|Photo courtesy of Lisa Chamblee|
"I was setting up all of the music stands and he said, 'Make sure we have pencils,'" Chamblee recalled. "I go and sharpen all these pencils and he's walking around, like making sure everything's right and he puts the paper down. And I'm looking at it like, '[This is] dope!'"
That was the night Prince, bassist Sonny T. and drummer Michael Bland--practically a holy, musical trinity--recorded nearly a dozen songs in one session. Prince gave the original New Power Generation band members some chord changes and let them fill in the rest. Several tracks, including "Love Like Jazz" and "Wall of Berlin" (my personal favorite) surfaced on Prince's 2009 album, Lotusflow3r.
"That was spiritual," Chamblee said.
Declaring "I am music" and crediting God as the source of his inspiration, Prince made it clear that the very act of playing music was spiritual.
"He was living his purpose," Chamblee said. "His purpose was to touch people through music. And he fulfilled it."
While Prince's playing is moving on its own (I personally think some of his guitar solos are healing), he consistently provided inspirational messages through his lyrics. In fact, the thesis of my forthcoming book is that Prince's spiritual mission was always to make others aware of God's existence.
Chamblee and I got into some of the spiritual messages in Prince's music.
"When I really listen to his stuff on a spiritual level, I get that he's doing a modern-day Negro spiritual," Chamblee said. "It's catchy, so it catches your attention, but then it has coded information. It talks about oppression, but also talks about freedom and showing us the way."
I'll go through Chamblee's specific examples in the book, but I do want to note that, the same week I talked to her, I was reading about a similar perspective in the Howard Journal of Communications' Prince issue. Some scholars propose that Prince's references to the "afterworld" and "new world" in his songs go beyond religion to describe a future for black people that is free from oppression.
While Prince was proud of his heritage and wrote some songs specifically for black people, he also encouraged unity among all races, Chamblee noted.
"The love for Prince has no color or nationality," she said. "He's beloved by the human race. I bet the [extraterrestrials] love him, too."
Born in Minneapolis, Chamblee honed her skills as an engineer in the Twin Cities and graduated from the Institute of Production and Recording (IPR). She went on to gain a credit as an assistant engineer on Prince's 3121 album. There's a terrific profile on Chamblee by the PRN Alumni Foundation, which honors Prince's legacy as a humanitarian.
"I am grateful for this organization because we carry on his missions, especially giving to the people he gave to," she said.
Focusing more on spirituality in our interview, Chamblee discussed her own experience with the Jehovah's Witness faith, which Prince adopted later in his life. Chamblee did Bible study with members of Prince's inner circle, but was too much of a "free spirit" to join the religion.

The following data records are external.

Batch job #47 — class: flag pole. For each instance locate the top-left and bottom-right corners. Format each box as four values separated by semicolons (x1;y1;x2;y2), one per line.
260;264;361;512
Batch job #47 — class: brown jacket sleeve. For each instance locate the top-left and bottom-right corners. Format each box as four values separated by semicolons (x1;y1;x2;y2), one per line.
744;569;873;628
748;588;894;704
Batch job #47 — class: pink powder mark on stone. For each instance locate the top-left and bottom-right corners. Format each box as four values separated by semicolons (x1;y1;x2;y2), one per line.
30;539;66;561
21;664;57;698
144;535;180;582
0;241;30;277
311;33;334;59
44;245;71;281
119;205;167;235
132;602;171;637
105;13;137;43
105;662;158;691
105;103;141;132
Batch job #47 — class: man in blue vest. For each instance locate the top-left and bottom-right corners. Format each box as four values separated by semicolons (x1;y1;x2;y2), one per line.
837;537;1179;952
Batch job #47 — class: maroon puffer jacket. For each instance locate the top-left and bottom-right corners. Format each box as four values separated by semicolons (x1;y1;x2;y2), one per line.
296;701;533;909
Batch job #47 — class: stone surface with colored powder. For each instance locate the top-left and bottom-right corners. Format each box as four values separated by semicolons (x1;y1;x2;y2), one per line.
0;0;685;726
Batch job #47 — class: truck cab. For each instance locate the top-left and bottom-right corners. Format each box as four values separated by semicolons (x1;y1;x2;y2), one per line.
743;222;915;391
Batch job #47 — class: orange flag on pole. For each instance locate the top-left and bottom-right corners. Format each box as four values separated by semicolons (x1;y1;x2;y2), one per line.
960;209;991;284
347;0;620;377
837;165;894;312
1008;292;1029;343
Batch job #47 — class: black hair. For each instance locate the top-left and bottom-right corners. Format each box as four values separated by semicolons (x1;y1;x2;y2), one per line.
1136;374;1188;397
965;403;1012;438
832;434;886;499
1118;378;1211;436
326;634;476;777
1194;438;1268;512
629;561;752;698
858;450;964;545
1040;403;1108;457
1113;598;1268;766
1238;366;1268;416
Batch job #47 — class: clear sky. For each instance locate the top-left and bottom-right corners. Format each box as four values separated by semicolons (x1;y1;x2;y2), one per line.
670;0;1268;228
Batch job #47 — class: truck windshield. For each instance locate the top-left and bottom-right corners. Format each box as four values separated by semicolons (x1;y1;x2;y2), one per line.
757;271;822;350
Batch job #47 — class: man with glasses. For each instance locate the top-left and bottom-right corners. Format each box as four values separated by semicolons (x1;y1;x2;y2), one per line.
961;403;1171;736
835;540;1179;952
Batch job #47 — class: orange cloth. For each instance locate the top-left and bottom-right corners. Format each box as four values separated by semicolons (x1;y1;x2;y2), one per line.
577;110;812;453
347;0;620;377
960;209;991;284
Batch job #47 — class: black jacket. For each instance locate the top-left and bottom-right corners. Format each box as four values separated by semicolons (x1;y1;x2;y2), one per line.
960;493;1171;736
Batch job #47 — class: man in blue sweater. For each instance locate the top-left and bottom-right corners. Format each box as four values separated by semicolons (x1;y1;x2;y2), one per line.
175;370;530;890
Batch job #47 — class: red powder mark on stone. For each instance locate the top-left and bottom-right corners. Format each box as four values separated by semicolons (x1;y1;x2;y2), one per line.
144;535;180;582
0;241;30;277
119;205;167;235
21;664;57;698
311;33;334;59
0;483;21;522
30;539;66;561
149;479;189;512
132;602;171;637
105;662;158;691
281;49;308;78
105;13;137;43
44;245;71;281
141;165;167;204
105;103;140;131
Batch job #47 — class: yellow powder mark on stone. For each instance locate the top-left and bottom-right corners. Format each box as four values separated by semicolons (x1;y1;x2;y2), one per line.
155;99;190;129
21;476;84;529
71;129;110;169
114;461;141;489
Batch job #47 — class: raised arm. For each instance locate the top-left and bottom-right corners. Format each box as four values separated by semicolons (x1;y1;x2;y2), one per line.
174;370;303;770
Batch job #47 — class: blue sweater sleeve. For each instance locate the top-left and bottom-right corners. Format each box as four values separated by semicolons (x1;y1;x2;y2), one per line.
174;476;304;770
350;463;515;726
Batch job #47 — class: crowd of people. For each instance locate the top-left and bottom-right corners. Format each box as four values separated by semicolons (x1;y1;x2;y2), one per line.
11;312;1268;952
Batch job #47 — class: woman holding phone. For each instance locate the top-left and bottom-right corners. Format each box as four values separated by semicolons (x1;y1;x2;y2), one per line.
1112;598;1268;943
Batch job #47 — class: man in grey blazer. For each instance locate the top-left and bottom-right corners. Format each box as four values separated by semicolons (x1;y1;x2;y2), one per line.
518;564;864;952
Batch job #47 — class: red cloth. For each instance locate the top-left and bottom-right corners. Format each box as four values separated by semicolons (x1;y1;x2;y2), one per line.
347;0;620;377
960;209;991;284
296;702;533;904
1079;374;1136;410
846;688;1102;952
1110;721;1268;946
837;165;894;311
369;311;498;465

We also talked about Prince's belief in the "third eye," an esoteric concept of an invisible eye, which provides spiritual intuition.
"The third eye is like your entrance into the spirit world," she said. "He was very spiritual and he lived in spirit because he was always a vessel for music. And that is a huge spiritual experience in itself because anytime you have nothing and then all of a sudden there is something, there's spirit involved."